Sevdikleri kadınların yalanları ile sarsılan erkeklere sesleniyorum.
Kadın ya da erkek , herkes , kendi kişiliğini ortaya koyarak, kendine en uygun hayatı yaşamalıdır. İnsan yaşadığı sürece vardır ve "Yaşamak", nefes almak değildir. Hayatımızın amacı kendimizi gerçekleştirmektir. Karşımızdaki kişinin kendisi olabilmesi, onlara bizim istediğimiz şekilde yaşamasını dayatmamakla sağlanır. İnsan kendisi olarak Kabul gördüğü zaman özgürce yaşar ve yalana başvurmaz.

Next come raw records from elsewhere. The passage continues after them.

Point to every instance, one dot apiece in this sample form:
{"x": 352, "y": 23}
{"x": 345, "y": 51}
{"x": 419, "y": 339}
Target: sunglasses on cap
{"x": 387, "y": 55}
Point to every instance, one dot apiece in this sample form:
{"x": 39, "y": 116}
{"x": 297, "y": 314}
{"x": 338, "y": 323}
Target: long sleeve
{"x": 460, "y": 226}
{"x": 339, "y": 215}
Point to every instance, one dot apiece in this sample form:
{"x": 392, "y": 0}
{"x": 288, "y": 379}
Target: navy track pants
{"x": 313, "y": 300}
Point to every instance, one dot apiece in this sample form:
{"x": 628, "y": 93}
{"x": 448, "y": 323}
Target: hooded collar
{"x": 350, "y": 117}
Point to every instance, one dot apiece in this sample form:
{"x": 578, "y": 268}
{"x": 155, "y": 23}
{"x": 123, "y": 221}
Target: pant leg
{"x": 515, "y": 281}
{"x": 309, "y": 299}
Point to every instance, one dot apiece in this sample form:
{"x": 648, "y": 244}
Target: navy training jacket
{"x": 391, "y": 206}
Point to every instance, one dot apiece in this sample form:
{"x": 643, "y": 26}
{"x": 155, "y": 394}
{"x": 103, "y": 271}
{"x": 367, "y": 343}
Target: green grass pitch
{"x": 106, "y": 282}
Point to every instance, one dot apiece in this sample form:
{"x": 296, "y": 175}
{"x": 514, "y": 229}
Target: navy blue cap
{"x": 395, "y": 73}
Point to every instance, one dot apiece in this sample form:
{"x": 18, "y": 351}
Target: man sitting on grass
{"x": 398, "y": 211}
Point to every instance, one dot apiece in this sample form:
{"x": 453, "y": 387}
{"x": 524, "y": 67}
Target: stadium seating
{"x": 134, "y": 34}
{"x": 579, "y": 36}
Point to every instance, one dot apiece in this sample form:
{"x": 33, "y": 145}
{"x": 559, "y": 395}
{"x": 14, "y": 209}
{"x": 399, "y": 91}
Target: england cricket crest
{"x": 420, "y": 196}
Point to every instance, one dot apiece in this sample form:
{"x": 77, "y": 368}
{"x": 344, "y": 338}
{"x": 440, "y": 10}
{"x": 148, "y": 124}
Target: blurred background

Kadınların sorunu , kendileri olarak Kabul görmemektir. Erkek gözüyle Kadın: özgür bir birey değil yarı-hayal, yarı-nesne, kendi ihtiyacına göre biçimlendirdiği biridir; Picasso tablolarında birkaç yüz ve vücudun birarada olduğu çarpıtılmış kadınlar gibidir. Kah öyledir, kah böyle. Saf ve masum olmalıdır bir bakire gibi; namuslu ve iffetli olmalıdır bir eş gibi; her numarayı bilmelidir bir seks işçisi gibi, falan , filan...Bildiğimiz şeyler. Fırça erkeğin elindedir: ressamdır, istediği gibi resmini yapar, kadına düşen tablodaki yerini bilmek ve ondan bekleneni yerine getirmektir. Tablolarındaki kadınların konuşmaya ve direnmeye hakları olsaydı ve yüzlerini değiştirebilselerdi Picasso nun hali nice olurdu ? Sanatsal yaratısını tamamlayamaz, bunalıma sürüklenirdi.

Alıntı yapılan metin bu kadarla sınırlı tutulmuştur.